The flight started out great I was cleaning up my flaps and departing the pattern to the west. When all of a sudden shortly after takeoff my GPS posted an alert NO RAIM AVAILABLE!!! OH NO!!! What am I going to do now?! Initially I thought no problem I will land at our primary airport/Drop Zone which was located halfway to Hamilton NY so I could troubleshoot, regroup, and re-plan.
So I decided to whip out my sectional chart, plotter, & E6B. I found where I was on the sectional plotted a new course and began to use basic pilotage and little bit of dead reckoning to locate the airport. I knew if I could keep Schenectady County Airport to my right and Albany Int'l to my left, I could find my home airport in the middle. I passed between the two airports at 6500ft and could not get eyes on my home airport I flew zig zag patterns east to west searching for the airport.
After all of that spur of the moment planning I was officially lost in the air. I couldn't believe it, thoughts of my flight instructor telling me to always have a back up for my primary nav aid popped into my head. "Backup the GPS with the VOR and backup the VOR with your planned route on your sectional. Constantly find where you are on the sectional, you can never have too many backups while flying redundancy will keep you alive". After coming to the realization that I was lost, I swallowed my pride and contacted Albany approach. I admitted to being lost and needing help, they provided me with vectors and I found my way home. I landed and got myself together, planned a new flight, and I made it to Hamilton without the use of a GPS.
Develop Basic Navigation Skills
While flying confirm your position using visual cues, land based navigation aids, and dead reckoning(Slowly becoming a lost art in the world of aviation!!!). Practice flying with the GPS as the backup or secondary form of navigation instead of it being your primary navigation aid.

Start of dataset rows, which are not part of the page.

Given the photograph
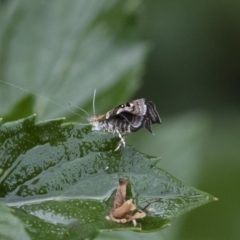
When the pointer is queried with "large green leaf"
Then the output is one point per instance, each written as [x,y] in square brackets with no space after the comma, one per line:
[61,178]
[64,50]
[11,228]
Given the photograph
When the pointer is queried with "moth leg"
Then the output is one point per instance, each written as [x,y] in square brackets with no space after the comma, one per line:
[121,142]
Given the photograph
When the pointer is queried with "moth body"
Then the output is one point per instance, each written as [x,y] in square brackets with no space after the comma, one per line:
[127,118]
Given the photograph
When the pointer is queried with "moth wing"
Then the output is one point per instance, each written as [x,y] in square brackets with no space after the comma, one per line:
[134,120]
[152,113]
[136,107]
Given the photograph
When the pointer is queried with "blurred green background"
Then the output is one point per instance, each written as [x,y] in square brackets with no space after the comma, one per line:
[192,74]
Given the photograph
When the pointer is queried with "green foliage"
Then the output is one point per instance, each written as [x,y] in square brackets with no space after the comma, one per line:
[59,179]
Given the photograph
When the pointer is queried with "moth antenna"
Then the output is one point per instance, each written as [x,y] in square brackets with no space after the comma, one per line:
[94,97]
[45,98]
[73,105]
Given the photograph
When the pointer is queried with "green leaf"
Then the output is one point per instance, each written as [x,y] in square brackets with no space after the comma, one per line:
[61,179]
[63,51]
[11,228]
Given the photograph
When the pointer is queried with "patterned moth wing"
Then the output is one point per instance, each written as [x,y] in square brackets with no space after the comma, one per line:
[127,118]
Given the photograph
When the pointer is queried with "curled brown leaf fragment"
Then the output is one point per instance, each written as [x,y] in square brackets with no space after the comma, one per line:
[124,210]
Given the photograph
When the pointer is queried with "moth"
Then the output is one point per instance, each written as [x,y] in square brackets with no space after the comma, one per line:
[127,118]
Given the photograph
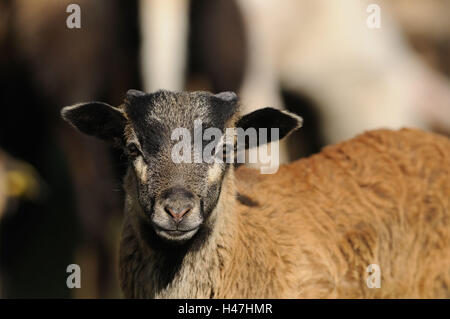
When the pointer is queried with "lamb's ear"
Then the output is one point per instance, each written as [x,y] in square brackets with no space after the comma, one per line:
[269,118]
[97,119]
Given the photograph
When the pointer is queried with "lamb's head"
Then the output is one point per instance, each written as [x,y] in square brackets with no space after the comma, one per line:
[164,135]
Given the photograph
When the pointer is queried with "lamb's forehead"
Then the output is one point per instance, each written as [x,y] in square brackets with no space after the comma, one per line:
[171,109]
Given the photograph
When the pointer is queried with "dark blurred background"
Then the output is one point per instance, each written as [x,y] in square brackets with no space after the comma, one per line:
[60,191]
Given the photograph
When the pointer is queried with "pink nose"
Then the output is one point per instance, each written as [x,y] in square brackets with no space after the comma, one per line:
[177,215]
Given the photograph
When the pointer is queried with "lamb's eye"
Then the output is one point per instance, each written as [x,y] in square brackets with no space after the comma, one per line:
[133,150]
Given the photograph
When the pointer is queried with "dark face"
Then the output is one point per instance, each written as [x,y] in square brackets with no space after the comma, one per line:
[174,195]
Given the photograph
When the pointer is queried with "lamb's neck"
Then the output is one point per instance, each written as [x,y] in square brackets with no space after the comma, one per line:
[202,266]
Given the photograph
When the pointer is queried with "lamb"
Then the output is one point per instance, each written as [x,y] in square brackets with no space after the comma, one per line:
[311,230]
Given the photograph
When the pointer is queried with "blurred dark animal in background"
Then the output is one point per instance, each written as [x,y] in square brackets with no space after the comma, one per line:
[46,65]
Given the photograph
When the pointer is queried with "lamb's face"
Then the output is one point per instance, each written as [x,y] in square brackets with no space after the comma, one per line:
[169,138]
[175,188]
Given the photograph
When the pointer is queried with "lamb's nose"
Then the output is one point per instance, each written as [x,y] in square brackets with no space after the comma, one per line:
[177,214]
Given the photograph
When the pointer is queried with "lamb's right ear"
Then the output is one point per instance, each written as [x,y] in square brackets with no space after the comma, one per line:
[269,118]
[97,119]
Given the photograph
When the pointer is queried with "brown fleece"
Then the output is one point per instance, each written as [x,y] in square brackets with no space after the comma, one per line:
[381,198]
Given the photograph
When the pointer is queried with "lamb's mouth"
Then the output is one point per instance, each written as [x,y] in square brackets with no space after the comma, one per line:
[175,234]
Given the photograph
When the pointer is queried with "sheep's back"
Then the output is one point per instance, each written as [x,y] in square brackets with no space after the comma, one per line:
[381,198]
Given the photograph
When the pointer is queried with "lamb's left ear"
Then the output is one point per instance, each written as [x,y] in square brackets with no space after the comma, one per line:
[97,119]
[268,117]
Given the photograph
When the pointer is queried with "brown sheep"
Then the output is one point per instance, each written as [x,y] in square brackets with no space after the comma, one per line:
[309,231]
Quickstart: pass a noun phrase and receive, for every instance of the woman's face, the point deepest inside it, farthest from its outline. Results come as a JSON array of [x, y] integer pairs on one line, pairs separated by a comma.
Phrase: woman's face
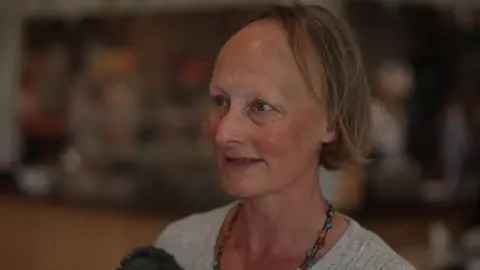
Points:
[[267, 127]]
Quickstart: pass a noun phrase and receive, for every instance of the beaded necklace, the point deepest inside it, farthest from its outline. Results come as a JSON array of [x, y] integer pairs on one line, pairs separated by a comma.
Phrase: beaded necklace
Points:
[[309, 260]]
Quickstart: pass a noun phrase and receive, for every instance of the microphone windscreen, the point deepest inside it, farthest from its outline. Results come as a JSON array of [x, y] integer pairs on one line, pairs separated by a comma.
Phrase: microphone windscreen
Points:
[[149, 258]]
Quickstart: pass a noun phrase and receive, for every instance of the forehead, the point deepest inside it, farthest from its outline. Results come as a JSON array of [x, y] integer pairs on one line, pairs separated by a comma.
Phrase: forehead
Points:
[[257, 56]]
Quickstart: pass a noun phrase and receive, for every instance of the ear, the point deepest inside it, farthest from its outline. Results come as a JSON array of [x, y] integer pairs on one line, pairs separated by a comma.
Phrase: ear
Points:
[[330, 133]]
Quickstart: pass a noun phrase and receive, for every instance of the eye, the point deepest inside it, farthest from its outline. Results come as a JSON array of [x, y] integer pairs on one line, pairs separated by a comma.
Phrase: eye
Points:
[[261, 106], [220, 101]]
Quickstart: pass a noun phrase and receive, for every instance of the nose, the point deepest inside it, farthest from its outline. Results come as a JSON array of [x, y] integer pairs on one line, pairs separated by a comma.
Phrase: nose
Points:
[[232, 129]]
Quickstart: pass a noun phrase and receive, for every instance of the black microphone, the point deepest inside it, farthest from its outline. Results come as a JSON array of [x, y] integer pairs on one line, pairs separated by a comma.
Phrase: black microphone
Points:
[[149, 258]]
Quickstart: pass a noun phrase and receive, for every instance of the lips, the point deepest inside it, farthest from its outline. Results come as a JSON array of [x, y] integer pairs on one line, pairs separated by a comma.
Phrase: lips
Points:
[[241, 160]]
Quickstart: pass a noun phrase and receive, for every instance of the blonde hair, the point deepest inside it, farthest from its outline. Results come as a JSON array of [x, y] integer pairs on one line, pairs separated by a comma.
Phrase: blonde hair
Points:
[[346, 92]]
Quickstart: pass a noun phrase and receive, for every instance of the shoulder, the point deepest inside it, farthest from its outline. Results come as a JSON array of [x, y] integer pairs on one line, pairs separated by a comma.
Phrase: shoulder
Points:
[[362, 249], [193, 236]]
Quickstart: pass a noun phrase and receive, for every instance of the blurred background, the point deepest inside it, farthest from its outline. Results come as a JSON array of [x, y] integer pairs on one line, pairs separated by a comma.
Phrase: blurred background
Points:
[[101, 126]]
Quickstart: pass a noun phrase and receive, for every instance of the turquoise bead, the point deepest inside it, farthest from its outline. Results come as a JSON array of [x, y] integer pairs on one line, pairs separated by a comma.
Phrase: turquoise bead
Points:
[[329, 224], [310, 263], [215, 265]]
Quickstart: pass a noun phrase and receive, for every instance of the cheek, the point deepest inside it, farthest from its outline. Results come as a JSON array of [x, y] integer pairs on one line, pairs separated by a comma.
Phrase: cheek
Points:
[[289, 143], [210, 125], [275, 142]]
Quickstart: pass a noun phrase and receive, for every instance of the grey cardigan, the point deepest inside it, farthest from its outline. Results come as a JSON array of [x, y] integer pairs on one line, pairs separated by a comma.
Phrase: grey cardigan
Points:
[[191, 241]]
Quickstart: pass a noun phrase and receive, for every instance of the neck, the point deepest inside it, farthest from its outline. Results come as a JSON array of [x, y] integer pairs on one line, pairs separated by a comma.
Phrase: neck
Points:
[[285, 223]]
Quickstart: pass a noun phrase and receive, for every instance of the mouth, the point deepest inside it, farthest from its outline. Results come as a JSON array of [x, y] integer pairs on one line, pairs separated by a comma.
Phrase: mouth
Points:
[[241, 161]]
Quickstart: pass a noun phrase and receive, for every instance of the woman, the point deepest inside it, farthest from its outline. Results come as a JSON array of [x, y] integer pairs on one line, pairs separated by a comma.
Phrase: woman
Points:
[[288, 95]]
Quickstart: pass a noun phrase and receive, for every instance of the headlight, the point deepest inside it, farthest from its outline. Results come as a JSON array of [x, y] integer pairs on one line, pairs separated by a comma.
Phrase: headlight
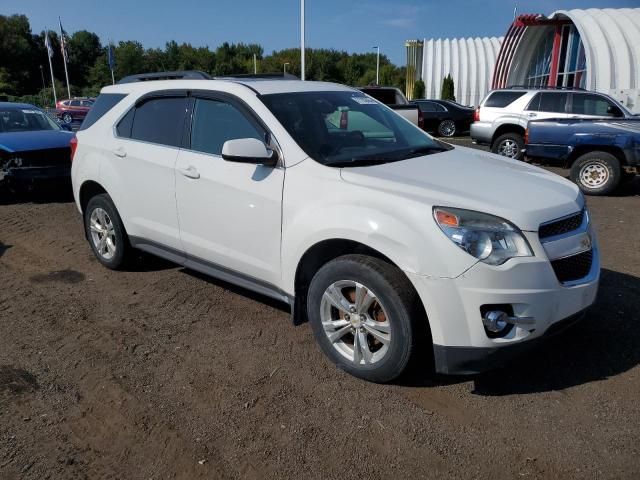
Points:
[[490, 239]]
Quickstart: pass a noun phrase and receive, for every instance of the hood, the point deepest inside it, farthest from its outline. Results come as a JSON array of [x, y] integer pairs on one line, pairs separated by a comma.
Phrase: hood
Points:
[[36, 140], [523, 194]]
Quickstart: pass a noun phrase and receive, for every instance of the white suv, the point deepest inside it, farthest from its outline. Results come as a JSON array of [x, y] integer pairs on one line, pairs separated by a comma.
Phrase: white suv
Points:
[[501, 119], [388, 241]]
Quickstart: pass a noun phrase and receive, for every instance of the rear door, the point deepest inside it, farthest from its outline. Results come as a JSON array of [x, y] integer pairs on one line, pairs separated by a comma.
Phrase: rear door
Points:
[[230, 213], [547, 105], [145, 152]]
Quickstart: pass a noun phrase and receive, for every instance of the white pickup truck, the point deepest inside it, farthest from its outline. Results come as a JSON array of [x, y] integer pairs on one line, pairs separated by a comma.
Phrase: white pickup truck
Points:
[[393, 98], [389, 242]]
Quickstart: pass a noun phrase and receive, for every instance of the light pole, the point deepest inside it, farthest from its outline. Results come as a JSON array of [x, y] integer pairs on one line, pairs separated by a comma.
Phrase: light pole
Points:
[[377, 66], [302, 39]]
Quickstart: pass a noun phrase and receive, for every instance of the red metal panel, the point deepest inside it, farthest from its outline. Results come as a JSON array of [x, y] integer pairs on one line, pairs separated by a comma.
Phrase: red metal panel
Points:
[[555, 57]]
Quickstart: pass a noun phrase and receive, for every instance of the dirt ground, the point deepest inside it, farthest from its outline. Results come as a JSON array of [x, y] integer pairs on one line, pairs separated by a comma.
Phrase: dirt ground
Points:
[[158, 372]]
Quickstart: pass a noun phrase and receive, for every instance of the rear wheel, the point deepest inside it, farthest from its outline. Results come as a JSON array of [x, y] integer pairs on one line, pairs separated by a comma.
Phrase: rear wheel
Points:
[[447, 128], [105, 232], [362, 310], [596, 173], [509, 145]]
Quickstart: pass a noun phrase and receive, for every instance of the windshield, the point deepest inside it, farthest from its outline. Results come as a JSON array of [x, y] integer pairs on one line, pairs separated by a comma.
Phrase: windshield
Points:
[[348, 128], [25, 120]]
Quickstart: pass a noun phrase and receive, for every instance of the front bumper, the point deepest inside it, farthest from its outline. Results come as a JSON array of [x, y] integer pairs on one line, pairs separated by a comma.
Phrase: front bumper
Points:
[[529, 286]]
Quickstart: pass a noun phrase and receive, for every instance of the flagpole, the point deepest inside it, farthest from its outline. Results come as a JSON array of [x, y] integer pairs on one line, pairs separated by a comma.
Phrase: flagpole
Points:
[[53, 82], [64, 57]]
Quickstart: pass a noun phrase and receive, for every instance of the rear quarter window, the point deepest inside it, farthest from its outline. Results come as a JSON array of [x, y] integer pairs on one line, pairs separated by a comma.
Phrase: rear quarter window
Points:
[[102, 105], [502, 99]]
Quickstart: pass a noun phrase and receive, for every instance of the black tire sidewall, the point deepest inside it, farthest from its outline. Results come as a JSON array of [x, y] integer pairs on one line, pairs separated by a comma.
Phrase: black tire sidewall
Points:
[[516, 137], [352, 268], [104, 201], [609, 161]]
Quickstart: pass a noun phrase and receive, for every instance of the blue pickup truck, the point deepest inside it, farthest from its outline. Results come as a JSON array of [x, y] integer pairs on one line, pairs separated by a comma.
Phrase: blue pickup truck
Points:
[[601, 153]]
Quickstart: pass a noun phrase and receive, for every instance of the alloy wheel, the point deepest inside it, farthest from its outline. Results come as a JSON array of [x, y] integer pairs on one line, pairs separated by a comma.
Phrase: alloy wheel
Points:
[[355, 322], [103, 233], [594, 174]]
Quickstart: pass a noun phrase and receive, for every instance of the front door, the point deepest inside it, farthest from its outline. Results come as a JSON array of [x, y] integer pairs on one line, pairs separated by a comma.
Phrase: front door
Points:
[[230, 213]]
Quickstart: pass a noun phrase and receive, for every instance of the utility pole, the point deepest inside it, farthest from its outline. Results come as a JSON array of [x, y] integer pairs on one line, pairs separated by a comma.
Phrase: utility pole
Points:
[[377, 66], [302, 40]]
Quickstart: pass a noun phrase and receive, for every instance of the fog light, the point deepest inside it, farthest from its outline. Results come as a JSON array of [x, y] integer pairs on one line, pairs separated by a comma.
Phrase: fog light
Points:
[[495, 321]]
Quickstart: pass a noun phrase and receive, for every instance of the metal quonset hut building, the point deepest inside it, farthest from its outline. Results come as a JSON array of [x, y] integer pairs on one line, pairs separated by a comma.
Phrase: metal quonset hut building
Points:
[[596, 49], [470, 61]]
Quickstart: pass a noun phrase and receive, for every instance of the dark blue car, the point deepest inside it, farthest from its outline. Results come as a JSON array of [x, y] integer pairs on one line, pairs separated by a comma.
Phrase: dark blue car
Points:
[[601, 153], [32, 146]]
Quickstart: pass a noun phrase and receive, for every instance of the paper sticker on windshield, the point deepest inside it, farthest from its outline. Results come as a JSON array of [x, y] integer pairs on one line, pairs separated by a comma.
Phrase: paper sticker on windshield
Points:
[[364, 100]]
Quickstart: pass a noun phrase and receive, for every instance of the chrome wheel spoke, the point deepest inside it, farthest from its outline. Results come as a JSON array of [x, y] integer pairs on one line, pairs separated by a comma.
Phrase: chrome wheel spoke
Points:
[[379, 331], [364, 298], [334, 296], [338, 334]]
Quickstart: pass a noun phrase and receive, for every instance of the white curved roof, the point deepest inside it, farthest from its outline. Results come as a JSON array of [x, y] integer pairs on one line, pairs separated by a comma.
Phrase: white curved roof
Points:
[[611, 38], [470, 61]]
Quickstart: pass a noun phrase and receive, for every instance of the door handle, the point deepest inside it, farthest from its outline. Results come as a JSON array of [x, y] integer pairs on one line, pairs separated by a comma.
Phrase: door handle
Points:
[[190, 172], [120, 152]]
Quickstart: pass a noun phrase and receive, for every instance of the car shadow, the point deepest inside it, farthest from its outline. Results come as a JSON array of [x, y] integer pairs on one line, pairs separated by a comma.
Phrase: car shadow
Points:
[[605, 344], [4, 248], [43, 192], [250, 294]]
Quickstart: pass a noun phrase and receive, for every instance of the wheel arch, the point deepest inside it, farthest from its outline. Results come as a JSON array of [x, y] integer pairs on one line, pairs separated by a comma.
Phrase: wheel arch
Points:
[[507, 128]]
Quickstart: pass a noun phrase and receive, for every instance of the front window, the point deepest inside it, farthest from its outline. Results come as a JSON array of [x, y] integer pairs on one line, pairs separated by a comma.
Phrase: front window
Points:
[[348, 128], [25, 120]]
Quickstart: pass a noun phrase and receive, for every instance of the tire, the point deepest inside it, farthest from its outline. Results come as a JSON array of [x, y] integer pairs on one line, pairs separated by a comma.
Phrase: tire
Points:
[[509, 145], [100, 213], [596, 173], [447, 128], [391, 315]]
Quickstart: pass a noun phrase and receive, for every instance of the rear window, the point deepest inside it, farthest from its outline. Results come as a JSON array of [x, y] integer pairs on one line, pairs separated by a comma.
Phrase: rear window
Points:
[[160, 120], [502, 99], [102, 105]]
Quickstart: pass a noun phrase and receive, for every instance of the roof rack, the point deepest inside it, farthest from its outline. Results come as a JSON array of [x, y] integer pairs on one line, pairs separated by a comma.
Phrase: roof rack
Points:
[[540, 87], [258, 76], [178, 75]]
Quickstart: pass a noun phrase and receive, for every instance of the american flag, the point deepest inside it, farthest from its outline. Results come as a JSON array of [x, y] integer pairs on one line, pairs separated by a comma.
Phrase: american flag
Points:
[[63, 42], [47, 44]]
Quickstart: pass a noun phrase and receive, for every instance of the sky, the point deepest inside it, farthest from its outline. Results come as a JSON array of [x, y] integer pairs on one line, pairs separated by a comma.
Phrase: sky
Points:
[[354, 26]]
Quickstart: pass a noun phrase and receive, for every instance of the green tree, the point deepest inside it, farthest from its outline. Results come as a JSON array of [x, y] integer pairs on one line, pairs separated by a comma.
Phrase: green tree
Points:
[[418, 89], [448, 89]]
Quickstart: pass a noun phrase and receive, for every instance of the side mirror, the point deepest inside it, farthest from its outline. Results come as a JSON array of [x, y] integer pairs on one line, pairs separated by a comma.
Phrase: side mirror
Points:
[[249, 150], [614, 111]]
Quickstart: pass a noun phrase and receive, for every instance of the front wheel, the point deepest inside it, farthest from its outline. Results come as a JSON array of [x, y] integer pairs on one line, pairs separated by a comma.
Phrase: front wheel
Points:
[[596, 173], [509, 145], [362, 311], [447, 128]]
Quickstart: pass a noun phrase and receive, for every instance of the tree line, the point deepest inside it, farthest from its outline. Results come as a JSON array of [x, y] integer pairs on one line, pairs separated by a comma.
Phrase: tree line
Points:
[[24, 66]]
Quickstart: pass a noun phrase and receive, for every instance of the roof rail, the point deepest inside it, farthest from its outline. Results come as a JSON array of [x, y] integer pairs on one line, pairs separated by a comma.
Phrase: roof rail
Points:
[[178, 75], [258, 76], [540, 87]]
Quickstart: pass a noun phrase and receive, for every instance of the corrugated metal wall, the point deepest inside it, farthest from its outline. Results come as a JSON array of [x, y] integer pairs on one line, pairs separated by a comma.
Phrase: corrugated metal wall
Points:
[[470, 61]]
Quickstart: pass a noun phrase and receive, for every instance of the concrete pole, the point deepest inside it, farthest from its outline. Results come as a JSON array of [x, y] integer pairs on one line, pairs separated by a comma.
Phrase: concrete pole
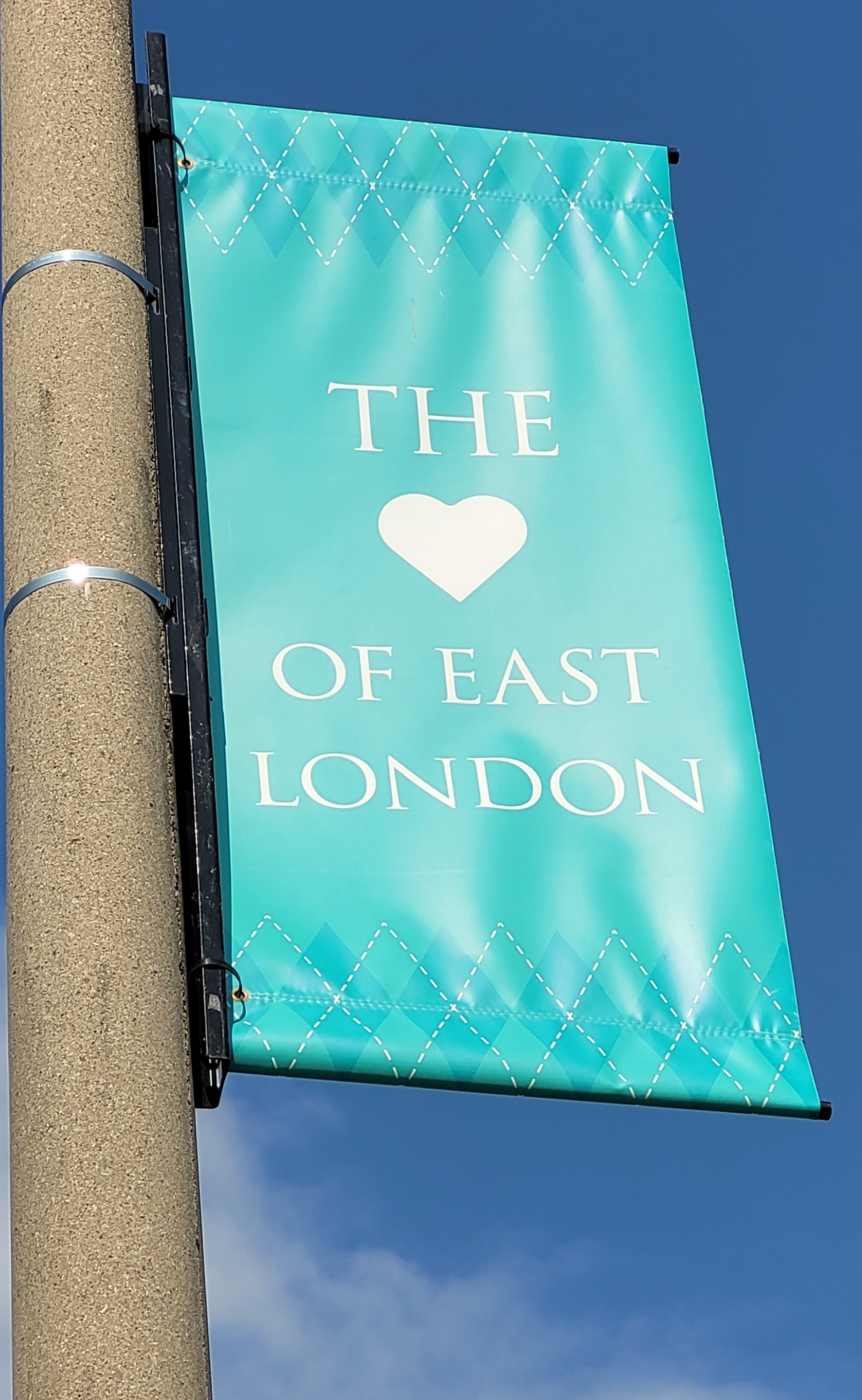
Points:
[[107, 1262]]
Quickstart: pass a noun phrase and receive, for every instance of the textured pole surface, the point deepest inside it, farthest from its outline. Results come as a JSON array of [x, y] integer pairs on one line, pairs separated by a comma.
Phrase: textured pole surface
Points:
[[107, 1264]]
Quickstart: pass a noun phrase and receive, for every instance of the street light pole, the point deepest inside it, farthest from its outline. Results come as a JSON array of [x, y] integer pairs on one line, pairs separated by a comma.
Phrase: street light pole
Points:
[[107, 1261]]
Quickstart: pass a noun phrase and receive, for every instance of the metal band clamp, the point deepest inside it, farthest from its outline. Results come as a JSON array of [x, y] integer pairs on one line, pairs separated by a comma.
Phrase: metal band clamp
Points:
[[82, 255], [79, 575]]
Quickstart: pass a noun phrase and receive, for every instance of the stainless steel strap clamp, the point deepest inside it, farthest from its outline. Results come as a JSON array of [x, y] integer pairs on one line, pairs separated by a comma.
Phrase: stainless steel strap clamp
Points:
[[82, 255], [79, 575]]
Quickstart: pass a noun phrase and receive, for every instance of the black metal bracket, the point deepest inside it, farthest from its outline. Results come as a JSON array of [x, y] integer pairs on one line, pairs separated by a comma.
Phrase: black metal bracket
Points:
[[209, 1006]]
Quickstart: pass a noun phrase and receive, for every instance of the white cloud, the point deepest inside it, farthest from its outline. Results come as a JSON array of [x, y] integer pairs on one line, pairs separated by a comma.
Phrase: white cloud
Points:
[[294, 1314]]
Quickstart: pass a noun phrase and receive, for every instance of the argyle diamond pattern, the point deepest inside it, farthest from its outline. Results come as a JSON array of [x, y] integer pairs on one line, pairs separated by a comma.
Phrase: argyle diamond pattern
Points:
[[426, 191], [598, 1025]]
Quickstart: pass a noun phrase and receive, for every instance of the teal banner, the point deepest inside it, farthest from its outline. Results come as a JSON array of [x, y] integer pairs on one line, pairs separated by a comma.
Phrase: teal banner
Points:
[[491, 814]]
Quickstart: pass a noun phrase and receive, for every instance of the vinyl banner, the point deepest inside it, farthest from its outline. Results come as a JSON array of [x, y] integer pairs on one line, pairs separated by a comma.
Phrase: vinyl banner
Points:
[[491, 807]]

If you are using GPS as the primary form of enroute navigation, you can use VOR's and ground based navigation aids when available to provide a backup to GPS or other RNAV information.
Think "DAD" & Green Data
Always know your heading, altitude, and distance to the desired fix. Think "DAD": distance, altitude, and direction. If the GPS fails or you have trouble entering information, you can quickly revert to primary methods of navigation and maintain your course through flying your known heading. Airline pilots call this "flying green data".
Prepare a head of time & Practice the full approach
Be fully aware of the environment you are going into. Give yourself enough time to become familiar with the approach and notify ATC if you are unable to safely proceed due to unexpected changes with an enroute clearance or approach clearance.
Pilots become accustomed to flying instrument approaches through radar vectors. You should be confident in flying without air traffic control vectors. Practice flying green data and full approaches without the vectoring assistance of air traffic control.